Trener Piasta Gliwice: Kilku moich piłkarzy poradziłoby sobie w Legii Warszawa

- Oczywiście oglądałem rewanżowy mecz Legii Warszawa z Trenczynem, ale wiem też, że nie powinniśmy się na nim skupiać - mówi Jiri Necek, trener Piasta Gliwice, który w niedzielę zagra przy Łazienkowskiej.

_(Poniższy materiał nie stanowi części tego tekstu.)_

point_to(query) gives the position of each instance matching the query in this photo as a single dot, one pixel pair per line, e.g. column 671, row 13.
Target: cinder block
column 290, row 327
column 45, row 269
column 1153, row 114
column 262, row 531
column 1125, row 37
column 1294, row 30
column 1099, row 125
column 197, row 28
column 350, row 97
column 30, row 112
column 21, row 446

Piast Gliwice rozpoczął sezon od... uderzenia obuchem w głowę (0:3 w eliminacjach Ligi Europy z IFK Goeteborg i ligowe 1:5 z Cracovią), ale trzy ostatnie spotkania dają nadzieję, że wicemistrzowie Polski powoli wracają do równowagi. - Tak sądzę. Wszystko jest już w porządku - mówi trener Jiri Necek. Naprawdę trudne wyzwanie czeka ich jednak dopiero w niedzielę. Wtedy zagrają na wyjeździe z Legią Warszawa. - Oczywiście oglądałem rewanżowy mecz Legii z Trenczynem, ale wiem też, że nie powinniśmy się na nim skupiać. Spotkania w lidze i europejskich pucharach to dwie różne bajki, a na dodatek Legia ma szeroką kadrę. Na zmęczenie rywala więc nie liczę - podkreśla Necek. - Ilu z pana piłkarzy dałoby sobie radę w zespole z Łazienkowskie? - zagadujemy trenera Piasta: - Myślę, że kilku na pewno. Hebert, Sasa Zivec, Patrik Mraz, Radek Murawski... Jedynym zawodnikiem Piasta, z którego Necek w Warszawie nie będzie mógł skorzystać, jest mający problemy ze zdrowiem Mateusz Mak.